Post-Quantum Cryptography

Overview

rpxy provides cutting-edge security by supporting post-quantum cryptography, protecting your applications against future quantum computing threats. This feature is enabled by default and requires no special configuration.

What is Post-Quantum Cryptography?

Post-quantum cryptography refers to cryptographic algorithms that are secure against attacks by quantum computers. As quantum computing technology advances, traditional cryptographic methods like RSA and ECC may become vulnerable. Post-quantum algorithms are designed to remain secure even when powerful quantum computers become available.

rpxy’s Implementation

Technical Foundation

rpxy enables post-quantum cryptography through the rustls-post-quantum library, which provides post-quantum key exchange algorithms for rustls. This integration allows rpxy to offer cutting-edge cryptographic security with minimal configuration.

Hybrid Key Exchange

rpxy implements hybrid post-quantum key exchange that combines:

  • Classical cryptography (X25519) - Proven security for current threats
  • Post-quantum cryptography (ML-KEM 768) - Protection against quantum attacks

This hybrid approach provides:

  • Backward compatibility with existing systems
  • Future-proof security against quantum threats
  • Performance optimization without sacrificing security

Supported Algorithms

ℹ️
X25519MLKEM768: This is the hybrid key exchange algorithm supported by rpxy, combining X25519 elliptic curve cryptography with ML-KEM 768 (formerly Kyber768) post-quantum cryptography.

Protocol Coverage

Post-quantum cryptography is supported across all secure protocols:

  • TLS 1.3 - All HTTPS connections use post-quantum key exchange
  • QUIC and HTTP/3 - Post-quantum security for next-generation protocols
  • Automatic negotiation - Clients and servers negotiate the best available algorithm

Configuration

Default Behavior

Post-quantum cryptography is enabled by default in rpxy.
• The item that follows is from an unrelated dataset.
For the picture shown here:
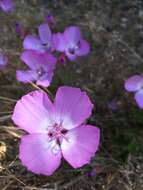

No configuration changes are required:

# Post-quantum TLS is automatically enabled for all applications
[apps."secure_app"]
server_name = 'example.com'
reverse_proxy = [{ upstream = [{ location = 'backend:8080' }] }]
tls = { https_redirection = true }

Verification

You can verify post-quantum key exchange is active by:

  1. Checking TLS handshake logs - Look for MLKEM768 or something like that in debug output
  2. Using OpenSSL s_client - Examine cipher suite negotiation
  3. Network analysis tools - Inspect TLS handshake packets

Security Benefits

Current Protection

  • Traditional threats - RSA, ECC still secure against classical computers
  • Side-channel attacks - Rust’s memory safety provides additional protection
  • Perfect forward secrecy - Session keys remain secure even if long-term keys are compromised

Future Protection

  • Quantum resistance - Algorithms designed to withstand quantum attacks
  • Long-term security - Data encrypted today remains secure in the quantum era
  • Cryptographic agility - Easy transition to new algorithms as standards evolve

Performance Impact

ℹ️
Minimal Overhead: The hybrid approach ensures post-quantum security while maintaining excellent performance. Key exchange operations are optimized and cached where possible.

Industry Standards

rpxy’s post-quantum implementation follows:

ℹ️
Standard Status: The X25519MLKEM768 algorithm is based on IETF draft specifications (draft-kwiatkowski-tls-ecdhe-mlkem-03 and draft-ietf-tls-hybrid-design) while using the standardized ML-KEM (FIPS 203) post-quantum cryptographic primitives.

Compatibility

Client Support

Modern browsers and HTTP clients increasingly support post-quantum key exchange:

  • Chrome/Chromium - Experimental support available
  • Firefox - Support in development
  • OpenSSL - Recent versions support hybrid algorithms

Fallback Behavior

If clients don’t support post-quantum algorithms, rpxy automatically falls back to classical cryptography, ensuring compatibility while providing enhanced security when possible.